Before the web, we had Teletext.


As a child growing up with a home computer, I was fascinated by Teletext. Unfortunately, we didn’t have a TV with a Teletext decoder, as those were pretty pricey. My only chance to enjoy real Teletext was when visiting relatives. However, I had a BBC Computer, which had a Teletext mode known as Mode 7.

BBC Micro

In Mode 7, you could put a control character at a particular point on the screen, and all character cells to the right of that cell would display block graphics in a particular color when filled with a character code 160 or higher. Each character cell was split into 6 pixels, for 64 possible combinations represented by characters 160 to 255. Something similar exists today in the form of the Unicode block-drawing characters.

The Mode 7 screen was 40×25, so your maximum graphical resolution was 78×75, with the left column of cells being used up switching on graphics mode. Even for the 1980s that was pretty awful, but it had the benefit that an entire screen of text was only 1000 bytes. On a system with just 32K of memory in total, where video RAM was taken out of total system RAM, that was a major benefit. Plus, it meant you could fit 100 pages on a floppy disk!

As well as the poor resolution, there were obviously limits on which colors could be next to other colors, and how complicated your shapes could be. But the biggest problem was that working out which character codes you needed to (say) draw a box on the screen was a major pain. So in 1984 I wrote a teletext graphics editor which would allow me to create my own Teletext pages, with an easier way to draw lines and shapes and select colors. It also eventually supported automatic generation of banner text, text written in pixels. (Which, because the pixels were so big, was huge.)

I shared the program with friends at school, where we had a lab of BBC Micros. I also sent a copy to Personal Computer World magazine (PCW), who (to my surprise) published it. (This was back in the days when computer magazines printed listings in BASIC which readers would type in for themselves, and also back in the days when PCW wasn’t all IBM PCs all the time.)

Encouraged by my unexpected success, I went on to develop my own network-aware Teletext information system for the school. Users could create as many pages as they wanted, stored in their network filespace. (An Amcom E-net system with a hard disk.) Each page could link to other pages by username and page number. You could select page links using cursor keys then hit a key to go to that page. It was basically a primitive multi-user hypertext system, like the web — but in 1985, 5 years before the first web browser. I had been inspired by reading about Ted Nelson’s IBM and Brown University hypertext project of the 1960s, so I don’t claim any genius level originality; hypertext was something that was going to happen, we were just waiting for networks to get good enough.

I didn’t stop with text and graphics, though. I extended the system to allow downloadable executable code, so you could use it to build a hypertextual menu of educational software which you could launch right from the menu screens.

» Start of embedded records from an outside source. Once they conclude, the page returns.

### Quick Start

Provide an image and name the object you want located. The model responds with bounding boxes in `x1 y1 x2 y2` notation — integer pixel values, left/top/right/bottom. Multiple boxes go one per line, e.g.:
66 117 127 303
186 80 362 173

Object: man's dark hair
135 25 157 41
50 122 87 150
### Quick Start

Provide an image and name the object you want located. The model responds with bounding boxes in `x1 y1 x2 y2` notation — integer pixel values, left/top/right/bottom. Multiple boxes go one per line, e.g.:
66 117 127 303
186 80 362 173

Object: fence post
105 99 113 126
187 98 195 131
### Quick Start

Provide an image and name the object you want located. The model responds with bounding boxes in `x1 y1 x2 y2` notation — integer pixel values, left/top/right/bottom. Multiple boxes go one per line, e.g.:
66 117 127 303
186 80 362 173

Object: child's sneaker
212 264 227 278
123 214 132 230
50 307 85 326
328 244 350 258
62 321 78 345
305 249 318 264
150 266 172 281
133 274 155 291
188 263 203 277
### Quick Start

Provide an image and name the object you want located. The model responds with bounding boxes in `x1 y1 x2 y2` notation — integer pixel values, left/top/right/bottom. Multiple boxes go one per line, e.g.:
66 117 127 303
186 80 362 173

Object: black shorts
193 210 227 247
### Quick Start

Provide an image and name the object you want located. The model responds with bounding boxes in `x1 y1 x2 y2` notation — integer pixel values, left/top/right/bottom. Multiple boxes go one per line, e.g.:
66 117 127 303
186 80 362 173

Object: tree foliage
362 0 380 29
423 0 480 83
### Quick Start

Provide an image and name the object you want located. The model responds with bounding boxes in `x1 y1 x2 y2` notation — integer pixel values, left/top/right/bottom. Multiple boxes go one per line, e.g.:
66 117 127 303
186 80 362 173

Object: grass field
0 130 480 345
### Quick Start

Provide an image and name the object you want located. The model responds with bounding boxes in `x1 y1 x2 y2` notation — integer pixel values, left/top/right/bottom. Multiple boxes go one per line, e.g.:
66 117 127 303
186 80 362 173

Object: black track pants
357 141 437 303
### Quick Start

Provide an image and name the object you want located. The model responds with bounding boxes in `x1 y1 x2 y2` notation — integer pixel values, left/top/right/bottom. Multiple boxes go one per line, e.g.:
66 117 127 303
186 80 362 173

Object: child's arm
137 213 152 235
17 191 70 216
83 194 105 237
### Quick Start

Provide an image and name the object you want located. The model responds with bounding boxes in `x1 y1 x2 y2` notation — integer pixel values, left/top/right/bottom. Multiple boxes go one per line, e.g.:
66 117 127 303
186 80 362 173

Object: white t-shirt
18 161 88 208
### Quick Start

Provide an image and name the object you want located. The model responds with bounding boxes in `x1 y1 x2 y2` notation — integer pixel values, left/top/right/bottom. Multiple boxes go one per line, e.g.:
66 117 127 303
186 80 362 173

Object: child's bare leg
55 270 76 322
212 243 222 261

For some reason, nobody else at school was as excited by the possibilities as I was. Eventually I got an Atari ST, went to university, and started building hypertext systems on Unix. The code for my network teletext system is long lost at this point. I don’t even have the floppy disks. I wish I had kept them, if for no other reason than to provide examples of prior art to fight patent trolls.

I finally got my own Teletext TV in 1990, and enjoyed it for a few years before emigrating to a country that had apparently never heard of anything that advanced.

For more examples of Teletext pages, see the Teletext museum. It’s now being rediscovered as an artistic medium.